As film-makers Norman Jewison and Mel Gibson will attest, attempting to present a secular version of the story of Jesus is a sure way of courting controversy and criticism. By bringing his one-man show to the ‘Cultch’ during holy week, Rick Miller and his co-creator, Daniel Brooks demonstrate they are not afraid of denunciation or disparagement.

In the preamble Miller explains that he will be using the Liturgy of the standard Catholic Mass as the cornerstone, but endeavors to include the whole audience by suggesting that on hearing his references to “God” they can accept the formal Christian doctrine of the Holy Trinity, substitute the deity of their own choice or simply regard “God” as just a three-letter word.

Miller proclaims himself as a lapsed catholic and declares that in his own personal mindset, Christianity is not the only route to salvation; (nothing new so far) then from this point, he goes on to prove that nothing is Bigger than Jesus. Miller shows in his characterizations, that two thousand years after his death, Jesus continues to be a potent and powerful force, inspiring a devout following in the Christian world and is at the very least a respected prophet everywhere else.

Miller moves the show along at a frenetic pace portraying Jesus revisiting the world as a modern-day Rabbi, then a spellbinding, southern preacher challenging his flock to “Wake up Jesus” then as a deferential flight attendant on Air Jesus. It’s in the early phase that Miller’s powerhouse talent shines through. The show depends heavily on his connection with the audience and Miller takes these simulacrums close to the theatrical edge.

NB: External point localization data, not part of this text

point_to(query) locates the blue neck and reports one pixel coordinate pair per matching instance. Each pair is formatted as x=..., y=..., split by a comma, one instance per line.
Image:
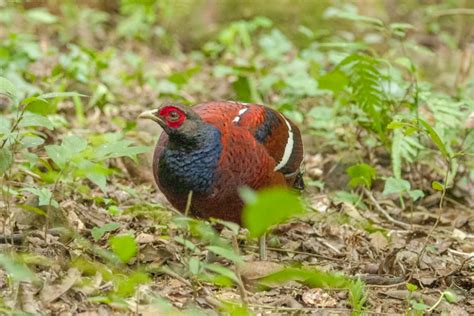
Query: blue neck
x=186, y=166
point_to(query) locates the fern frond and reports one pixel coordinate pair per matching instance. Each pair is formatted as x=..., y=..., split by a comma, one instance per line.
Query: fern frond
x=366, y=84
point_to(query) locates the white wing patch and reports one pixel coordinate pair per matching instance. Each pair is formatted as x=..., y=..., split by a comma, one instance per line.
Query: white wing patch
x=241, y=112
x=288, y=147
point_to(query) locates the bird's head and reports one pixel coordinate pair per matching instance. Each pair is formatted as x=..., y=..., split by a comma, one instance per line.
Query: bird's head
x=177, y=120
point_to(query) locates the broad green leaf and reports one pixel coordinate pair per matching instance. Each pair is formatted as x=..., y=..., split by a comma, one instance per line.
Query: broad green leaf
x=225, y=253
x=17, y=271
x=187, y=243
x=308, y=277
x=419, y=306
x=31, y=141
x=437, y=186
x=60, y=95
x=40, y=106
x=336, y=81
x=394, y=185
x=269, y=207
x=127, y=284
x=242, y=89
x=6, y=160
x=45, y=196
x=416, y=194
x=361, y=174
x=124, y=246
x=58, y=154
x=32, y=119
x=411, y=287
x=41, y=15
x=435, y=138
x=8, y=89
x=99, y=232
x=74, y=144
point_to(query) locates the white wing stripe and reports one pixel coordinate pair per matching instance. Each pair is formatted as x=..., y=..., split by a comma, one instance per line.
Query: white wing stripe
x=288, y=147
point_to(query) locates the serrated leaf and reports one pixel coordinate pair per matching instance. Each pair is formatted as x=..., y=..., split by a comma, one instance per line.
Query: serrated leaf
x=99, y=232
x=124, y=246
x=270, y=207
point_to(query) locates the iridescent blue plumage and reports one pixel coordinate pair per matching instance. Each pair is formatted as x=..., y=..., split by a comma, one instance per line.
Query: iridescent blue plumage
x=193, y=167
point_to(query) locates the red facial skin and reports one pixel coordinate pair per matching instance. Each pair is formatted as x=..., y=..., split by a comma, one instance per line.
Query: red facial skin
x=170, y=121
x=245, y=162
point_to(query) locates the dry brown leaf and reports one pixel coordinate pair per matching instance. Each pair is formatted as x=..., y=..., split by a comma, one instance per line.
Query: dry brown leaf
x=319, y=298
x=378, y=241
x=51, y=292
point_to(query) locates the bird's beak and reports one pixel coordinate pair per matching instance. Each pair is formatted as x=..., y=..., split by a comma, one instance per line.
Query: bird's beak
x=151, y=115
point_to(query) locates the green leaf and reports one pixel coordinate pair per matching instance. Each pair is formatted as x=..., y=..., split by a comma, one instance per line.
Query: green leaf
x=17, y=271
x=361, y=174
x=394, y=185
x=267, y=208
x=74, y=144
x=39, y=106
x=99, y=232
x=8, y=89
x=45, y=196
x=336, y=81
x=124, y=246
x=242, y=89
x=61, y=95
x=309, y=277
x=225, y=253
x=58, y=154
x=411, y=287
x=419, y=306
x=41, y=15
x=437, y=186
x=450, y=296
x=6, y=160
x=416, y=194
x=435, y=138
x=32, y=119
x=187, y=243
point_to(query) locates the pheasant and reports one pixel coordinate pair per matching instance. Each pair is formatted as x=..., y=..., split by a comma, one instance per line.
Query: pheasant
x=214, y=148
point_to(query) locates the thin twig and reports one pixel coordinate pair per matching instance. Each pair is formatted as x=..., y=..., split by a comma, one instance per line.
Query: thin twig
x=297, y=252
x=240, y=283
x=383, y=212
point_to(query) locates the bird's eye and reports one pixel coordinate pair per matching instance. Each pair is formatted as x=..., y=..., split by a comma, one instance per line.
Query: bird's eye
x=173, y=116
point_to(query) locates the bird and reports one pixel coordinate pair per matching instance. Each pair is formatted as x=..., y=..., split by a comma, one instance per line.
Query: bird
x=214, y=148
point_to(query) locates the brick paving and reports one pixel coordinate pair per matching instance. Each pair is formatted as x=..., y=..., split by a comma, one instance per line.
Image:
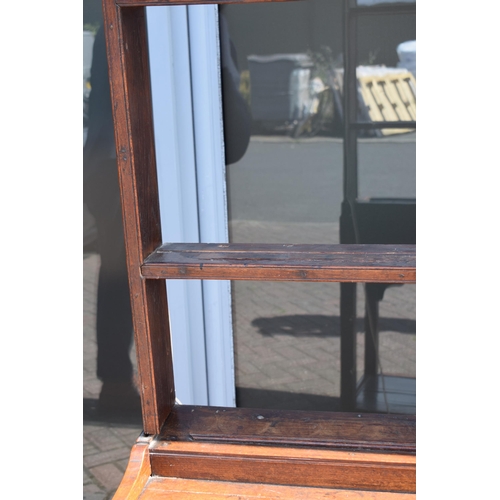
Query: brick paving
x=286, y=340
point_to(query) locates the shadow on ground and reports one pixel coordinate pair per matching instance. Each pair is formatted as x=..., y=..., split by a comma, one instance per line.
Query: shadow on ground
x=92, y=414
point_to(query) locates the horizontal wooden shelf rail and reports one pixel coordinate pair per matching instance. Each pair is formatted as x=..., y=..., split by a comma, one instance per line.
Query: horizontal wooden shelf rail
x=321, y=449
x=150, y=3
x=283, y=262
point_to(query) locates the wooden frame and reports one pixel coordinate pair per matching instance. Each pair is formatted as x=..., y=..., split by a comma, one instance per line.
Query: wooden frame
x=335, y=451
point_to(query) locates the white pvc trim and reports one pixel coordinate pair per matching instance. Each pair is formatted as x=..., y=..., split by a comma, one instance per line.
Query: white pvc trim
x=211, y=177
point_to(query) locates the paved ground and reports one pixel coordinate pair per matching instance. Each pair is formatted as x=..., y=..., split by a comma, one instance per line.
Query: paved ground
x=286, y=343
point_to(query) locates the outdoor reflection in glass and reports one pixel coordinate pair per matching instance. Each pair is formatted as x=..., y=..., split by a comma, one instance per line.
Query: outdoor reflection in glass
x=286, y=186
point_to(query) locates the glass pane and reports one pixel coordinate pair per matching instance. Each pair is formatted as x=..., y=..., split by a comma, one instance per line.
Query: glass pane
x=282, y=76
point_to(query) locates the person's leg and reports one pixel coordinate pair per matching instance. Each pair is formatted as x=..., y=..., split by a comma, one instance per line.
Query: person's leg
x=114, y=318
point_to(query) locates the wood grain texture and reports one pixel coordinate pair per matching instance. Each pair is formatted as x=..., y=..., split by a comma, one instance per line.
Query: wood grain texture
x=322, y=430
x=132, y=114
x=137, y=473
x=278, y=262
x=285, y=465
x=144, y=3
x=175, y=488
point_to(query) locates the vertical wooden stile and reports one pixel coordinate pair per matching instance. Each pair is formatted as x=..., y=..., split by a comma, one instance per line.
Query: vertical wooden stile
x=132, y=112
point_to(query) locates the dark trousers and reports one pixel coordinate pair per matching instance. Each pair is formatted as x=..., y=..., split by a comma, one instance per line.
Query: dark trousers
x=114, y=316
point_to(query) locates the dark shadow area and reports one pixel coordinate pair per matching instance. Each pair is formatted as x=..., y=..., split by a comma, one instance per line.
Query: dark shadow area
x=320, y=325
x=91, y=414
x=282, y=400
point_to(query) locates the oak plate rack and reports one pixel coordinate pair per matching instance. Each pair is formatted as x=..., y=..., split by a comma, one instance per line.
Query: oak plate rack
x=195, y=452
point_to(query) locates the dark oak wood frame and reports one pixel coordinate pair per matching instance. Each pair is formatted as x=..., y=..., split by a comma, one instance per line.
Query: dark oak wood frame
x=337, y=451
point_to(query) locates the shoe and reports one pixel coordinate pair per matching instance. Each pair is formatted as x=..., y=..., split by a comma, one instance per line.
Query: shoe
x=119, y=397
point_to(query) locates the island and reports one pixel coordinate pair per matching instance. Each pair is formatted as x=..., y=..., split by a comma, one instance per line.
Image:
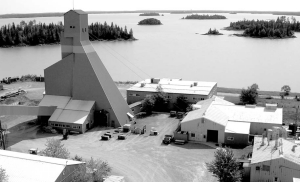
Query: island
x=213, y=32
x=150, y=14
x=203, y=17
x=32, y=33
x=150, y=21
x=270, y=29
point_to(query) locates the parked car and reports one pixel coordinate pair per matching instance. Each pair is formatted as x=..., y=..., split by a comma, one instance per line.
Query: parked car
x=168, y=139
x=172, y=113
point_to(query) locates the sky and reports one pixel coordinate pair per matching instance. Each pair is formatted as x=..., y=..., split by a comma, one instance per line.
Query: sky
x=40, y=6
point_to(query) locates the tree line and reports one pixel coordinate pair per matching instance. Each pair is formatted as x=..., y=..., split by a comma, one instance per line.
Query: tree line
x=33, y=33
x=283, y=27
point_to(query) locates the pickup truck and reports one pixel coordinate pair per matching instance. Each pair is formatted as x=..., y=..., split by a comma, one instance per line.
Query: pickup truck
x=168, y=139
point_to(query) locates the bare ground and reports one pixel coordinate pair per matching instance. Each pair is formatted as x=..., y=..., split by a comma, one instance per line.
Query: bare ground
x=140, y=158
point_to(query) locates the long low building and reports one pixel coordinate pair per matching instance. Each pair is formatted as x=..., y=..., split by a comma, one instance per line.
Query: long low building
x=33, y=168
x=74, y=115
x=193, y=91
x=220, y=121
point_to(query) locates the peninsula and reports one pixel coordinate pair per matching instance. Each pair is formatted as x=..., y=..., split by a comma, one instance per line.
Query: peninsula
x=269, y=29
x=149, y=14
x=213, y=32
x=204, y=17
x=32, y=33
x=150, y=21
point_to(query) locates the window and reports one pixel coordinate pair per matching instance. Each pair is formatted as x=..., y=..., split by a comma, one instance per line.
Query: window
x=230, y=138
x=135, y=95
x=265, y=168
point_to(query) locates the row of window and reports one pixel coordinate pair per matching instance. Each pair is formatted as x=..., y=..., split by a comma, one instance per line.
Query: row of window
x=64, y=126
x=169, y=97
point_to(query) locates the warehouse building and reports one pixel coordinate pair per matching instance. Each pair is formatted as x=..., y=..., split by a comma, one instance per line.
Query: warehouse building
x=193, y=91
x=220, y=121
x=80, y=84
x=34, y=168
x=277, y=162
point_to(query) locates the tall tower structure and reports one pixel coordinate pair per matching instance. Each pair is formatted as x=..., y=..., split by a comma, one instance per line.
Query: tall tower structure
x=81, y=74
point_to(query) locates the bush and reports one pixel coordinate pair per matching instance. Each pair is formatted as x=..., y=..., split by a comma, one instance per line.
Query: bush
x=54, y=148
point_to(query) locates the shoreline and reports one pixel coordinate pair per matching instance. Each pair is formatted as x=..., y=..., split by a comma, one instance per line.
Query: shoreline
x=129, y=83
x=25, y=45
x=241, y=35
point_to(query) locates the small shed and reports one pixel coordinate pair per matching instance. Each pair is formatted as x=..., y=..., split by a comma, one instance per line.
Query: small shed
x=136, y=107
x=237, y=133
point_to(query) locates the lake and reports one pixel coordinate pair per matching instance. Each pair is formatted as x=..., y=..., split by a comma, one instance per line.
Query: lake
x=174, y=50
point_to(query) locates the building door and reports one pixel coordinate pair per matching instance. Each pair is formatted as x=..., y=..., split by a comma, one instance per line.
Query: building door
x=212, y=136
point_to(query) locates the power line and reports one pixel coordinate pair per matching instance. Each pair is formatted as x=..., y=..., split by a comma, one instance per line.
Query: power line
x=118, y=59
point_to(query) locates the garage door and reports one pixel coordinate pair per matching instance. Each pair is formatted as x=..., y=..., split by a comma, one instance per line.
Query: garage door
x=212, y=136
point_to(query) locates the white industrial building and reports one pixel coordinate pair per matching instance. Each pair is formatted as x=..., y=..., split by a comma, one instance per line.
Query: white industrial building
x=75, y=115
x=275, y=164
x=193, y=91
x=220, y=121
x=20, y=167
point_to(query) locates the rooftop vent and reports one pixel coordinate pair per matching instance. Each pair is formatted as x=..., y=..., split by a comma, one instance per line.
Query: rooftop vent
x=250, y=106
x=271, y=106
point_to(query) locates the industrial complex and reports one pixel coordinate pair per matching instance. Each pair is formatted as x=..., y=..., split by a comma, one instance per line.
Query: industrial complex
x=80, y=94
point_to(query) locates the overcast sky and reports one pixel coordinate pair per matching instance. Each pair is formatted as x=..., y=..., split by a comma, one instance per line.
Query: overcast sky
x=38, y=6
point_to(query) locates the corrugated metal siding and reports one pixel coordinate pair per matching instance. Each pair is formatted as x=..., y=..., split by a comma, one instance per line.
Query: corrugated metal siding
x=239, y=139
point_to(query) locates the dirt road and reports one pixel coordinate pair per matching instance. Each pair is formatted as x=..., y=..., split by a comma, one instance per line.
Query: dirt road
x=140, y=158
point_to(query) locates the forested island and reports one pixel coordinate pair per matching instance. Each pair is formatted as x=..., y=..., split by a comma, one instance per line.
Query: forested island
x=32, y=33
x=150, y=21
x=150, y=14
x=203, y=17
x=281, y=28
x=213, y=32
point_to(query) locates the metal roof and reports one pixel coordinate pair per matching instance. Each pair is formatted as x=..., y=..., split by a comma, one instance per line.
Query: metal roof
x=175, y=86
x=32, y=168
x=268, y=152
x=78, y=11
x=75, y=117
x=53, y=100
x=80, y=105
x=253, y=115
x=135, y=104
x=237, y=127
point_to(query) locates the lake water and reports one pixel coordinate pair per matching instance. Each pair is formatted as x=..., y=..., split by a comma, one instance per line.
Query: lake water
x=174, y=50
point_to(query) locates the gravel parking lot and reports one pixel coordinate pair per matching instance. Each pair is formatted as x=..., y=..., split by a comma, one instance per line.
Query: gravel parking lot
x=140, y=158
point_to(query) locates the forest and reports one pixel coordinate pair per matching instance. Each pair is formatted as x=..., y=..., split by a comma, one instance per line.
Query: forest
x=204, y=17
x=33, y=33
x=150, y=21
x=283, y=27
x=213, y=32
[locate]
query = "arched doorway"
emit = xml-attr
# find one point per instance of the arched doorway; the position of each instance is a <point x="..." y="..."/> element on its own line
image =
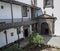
<point x="44" y="28"/>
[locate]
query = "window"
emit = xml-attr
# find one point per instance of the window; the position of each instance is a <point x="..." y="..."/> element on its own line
<point x="12" y="34"/>
<point x="48" y="3"/>
<point x="18" y="31"/>
<point x="24" y="11"/>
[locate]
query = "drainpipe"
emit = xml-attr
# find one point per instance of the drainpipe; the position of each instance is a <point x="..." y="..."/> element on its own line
<point x="18" y="31"/>
<point x="5" y="32"/>
<point x="11" y="12"/>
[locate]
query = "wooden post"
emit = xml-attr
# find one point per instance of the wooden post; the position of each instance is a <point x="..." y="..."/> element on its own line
<point x="5" y="32"/>
<point x="18" y="31"/>
<point x="11" y="12"/>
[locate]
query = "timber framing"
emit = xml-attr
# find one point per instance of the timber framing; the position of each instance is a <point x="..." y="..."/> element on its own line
<point x="20" y="3"/>
<point x="15" y="25"/>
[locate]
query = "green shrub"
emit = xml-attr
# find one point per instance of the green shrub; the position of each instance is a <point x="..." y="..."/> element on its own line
<point x="36" y="39"/>
<point x="13" y="48"/>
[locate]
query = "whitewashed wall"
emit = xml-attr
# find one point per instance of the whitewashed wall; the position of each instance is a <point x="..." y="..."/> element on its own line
<point x="5" y="14"/>
<point x="12" y="38"/>
<point x="55" y="11"/>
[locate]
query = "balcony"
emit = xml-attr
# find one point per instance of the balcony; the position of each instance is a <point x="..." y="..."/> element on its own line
<point x="6" y="23"/>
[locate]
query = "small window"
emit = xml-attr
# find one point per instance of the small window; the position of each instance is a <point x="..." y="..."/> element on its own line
<point x="24" y="11"/>
<point x="18" y="31"/>
<point x="48" y="3"/>
<point x="12" y="34"/>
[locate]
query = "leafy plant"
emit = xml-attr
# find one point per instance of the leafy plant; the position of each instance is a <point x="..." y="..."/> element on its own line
<point x="36" y="39"/>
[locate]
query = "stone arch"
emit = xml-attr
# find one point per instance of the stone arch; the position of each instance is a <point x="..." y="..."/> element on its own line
<point x="45" y="28"/>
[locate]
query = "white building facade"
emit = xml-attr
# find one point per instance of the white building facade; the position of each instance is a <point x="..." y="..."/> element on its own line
<point x="52" y="11"/>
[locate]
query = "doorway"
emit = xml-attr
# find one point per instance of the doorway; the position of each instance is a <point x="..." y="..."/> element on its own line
<point x="25" y="32"/>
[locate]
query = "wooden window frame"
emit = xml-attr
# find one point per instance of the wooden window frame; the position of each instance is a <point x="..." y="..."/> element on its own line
<point x="24" y="7"/>
<point x="48" y="6"/>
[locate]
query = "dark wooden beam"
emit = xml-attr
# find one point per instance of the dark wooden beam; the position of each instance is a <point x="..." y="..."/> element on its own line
<point x="11" y="12"/>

I even wondered at this point whether he could maintain this energy level for the entire performance. The short answer is – he doesn’t. He starts to run out of steam at the same time that he relies on technology. Perhaps the show's greatest strength, the use of a live video editing, is also its single weakness. Miller recreates The Last Supper by moving 4-inch high plastic action figures around on a tiny section of the stage floor. Difficult to see even in a small venue like the Cultch; but peering at this projected on to a white backdrop had the effect of watching television in a crowded room.

Taking the title from John Lennon’s infamous, misinterpreted claim, Rick Miller and Daniel Brooks have created a wildly entertaining coup de theatre, but it certainly isn’t spiritually uplifting.